A New Planet, Sci-Fi, and Human History

The redoubtable Mark Twain once wrote, "Truth is stranger than fiction, but it is because fiction is obliged to stick to possibilities; truth isn't."

Maybe I had that in mind a few months ago when talk show host Arthur Schwartz interviewed me about my sci-fi novella Eden. Eden is about a group of American GIs in Iraq who stumble upon an ancient secret about the beginnings of humankind. As I explain in the book’s author’s note, Eden was inspired by the ancient alien theory, which proposes that man's biological and cultural evolution was influenced by extraterrestrial beings who visited earth in pre-historic times.

Arthur wanted to discuss what influence the work of Zecharia Sitchin had on me while writing Eden. Sitchin was a Russian-born writer and, along with Erich Von Däniken, was an early proponent of the ancient alien theory. While Däniken's research focused largely on known archeological sites, Sitchin's research was largely focus on the ancient Sumerian civilization.

Sumerian civilization sprang up in Mesopotamia (now Iraq) between 5500 and 4000 BC, and is considered one of the earliest, if not the first, human civilizations. Sitchin taught himself to read cuneiform writing, and from reading ancient Sumerian tablets developed his own ancient alien theory.

In his 1976 book, The 12th Planet, Sitchin proposed that extraterrestrials called the Annunaki visited earth and influenced the development of human culture. In fact, that is the basic Sumerian creation myth, which claims "sky gods" called the Annunaki came to earth and created man to mine riches for them. I used this same basic mythology as part of the plot for Eden.

But Sitchin went far beyond the known Sumerian mythology. Based on his reading of the Sumerian texts, Sitchin proposed the Annunaki came from Nibiru, an undiscovered planet in our own solar system orbiting just beyond Neptune. Sitchin maintained Nibiru was unknown to astronomers because its large elliptical orbit meant the planet took thousands of years to complete one trip around the sun. Sitchin also claimed Nibiru's orbital plane was at an acute angle to the plane on which the known planets orbit the sun.

In our interview, I told Arthur this was where Sitchin and I parted company. I said I found the idea of such a planet existing preposterous. If it did exist, I insisted, astronomers would detect some evidence of its gravitational effect on other members of our solar system. In my considered opinion, it was far more plausible that some alien culture traveled here from some distant solar system using faster than light or worm-hole jumping technology.

Harrumph.

I'm sure damn glad I didn't bet my hat on that assertion.
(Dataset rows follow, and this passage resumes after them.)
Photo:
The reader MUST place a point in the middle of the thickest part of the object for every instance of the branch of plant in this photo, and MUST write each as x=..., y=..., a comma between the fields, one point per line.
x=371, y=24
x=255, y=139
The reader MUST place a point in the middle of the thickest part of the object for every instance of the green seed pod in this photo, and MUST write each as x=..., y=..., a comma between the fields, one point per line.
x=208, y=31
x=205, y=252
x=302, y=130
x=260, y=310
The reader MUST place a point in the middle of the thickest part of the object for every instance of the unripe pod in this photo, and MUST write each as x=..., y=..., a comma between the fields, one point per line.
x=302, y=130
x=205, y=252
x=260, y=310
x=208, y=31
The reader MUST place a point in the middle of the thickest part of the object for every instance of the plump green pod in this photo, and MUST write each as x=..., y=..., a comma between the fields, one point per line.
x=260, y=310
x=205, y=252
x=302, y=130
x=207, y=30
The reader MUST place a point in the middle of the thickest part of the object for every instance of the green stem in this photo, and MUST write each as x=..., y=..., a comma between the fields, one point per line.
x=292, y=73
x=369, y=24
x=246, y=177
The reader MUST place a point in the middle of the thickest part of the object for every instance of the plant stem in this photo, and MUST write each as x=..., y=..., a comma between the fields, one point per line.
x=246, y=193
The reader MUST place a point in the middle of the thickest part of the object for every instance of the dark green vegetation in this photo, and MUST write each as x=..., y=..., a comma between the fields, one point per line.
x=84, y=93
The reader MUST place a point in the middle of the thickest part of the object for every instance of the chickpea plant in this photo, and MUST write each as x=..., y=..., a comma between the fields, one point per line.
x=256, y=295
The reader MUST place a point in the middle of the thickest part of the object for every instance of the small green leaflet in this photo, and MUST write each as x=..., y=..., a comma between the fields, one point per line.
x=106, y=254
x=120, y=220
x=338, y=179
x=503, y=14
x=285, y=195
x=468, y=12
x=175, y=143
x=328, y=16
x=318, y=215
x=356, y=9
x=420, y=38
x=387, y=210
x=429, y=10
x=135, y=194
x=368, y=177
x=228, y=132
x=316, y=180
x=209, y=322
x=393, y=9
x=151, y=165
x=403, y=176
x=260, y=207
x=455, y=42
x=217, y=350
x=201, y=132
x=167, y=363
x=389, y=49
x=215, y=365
I'd be eating it right now.

On January 20, Caltech astronomers Michael E. Brown and Konstantin Batygin announced they found gravitation indications of a ninth planet (Pluto no longer being considered a planet) orbiting the sun in an elongated orbit that takes the planet 10 to 20 thousand years to complete. Based on mathematical calculations and not direct observation, the astronomers believe the planet to be at least as large as earth and probably much larger, and orbiting at an acute angle from the normal orbital plane. Moreover, they theorized the planet's orbit would place it just beyond Neptune's orbit—right where Sitchin said Nibiru's orbit lay.

As I read the initial news story about the astronomers’ theory, I found myself speechless. The similarities between Sitchin's Nibiru and the planet predicted by the Caltech calculations are striking, perhaps too much so to be coincidence. If Drs. Brown and Batygin are correct, is this unseen planet Sitchin's Nibiru? And if it is, what does that mean for what most people believe is human history?

I am beginning to feel like Eden’s protagonist, Captain Adam Cadman, an archeologist turned soldier, who discovers everything he’s been told about human history is wrong.

Twain was certainly right. Truth is stranger than fiction.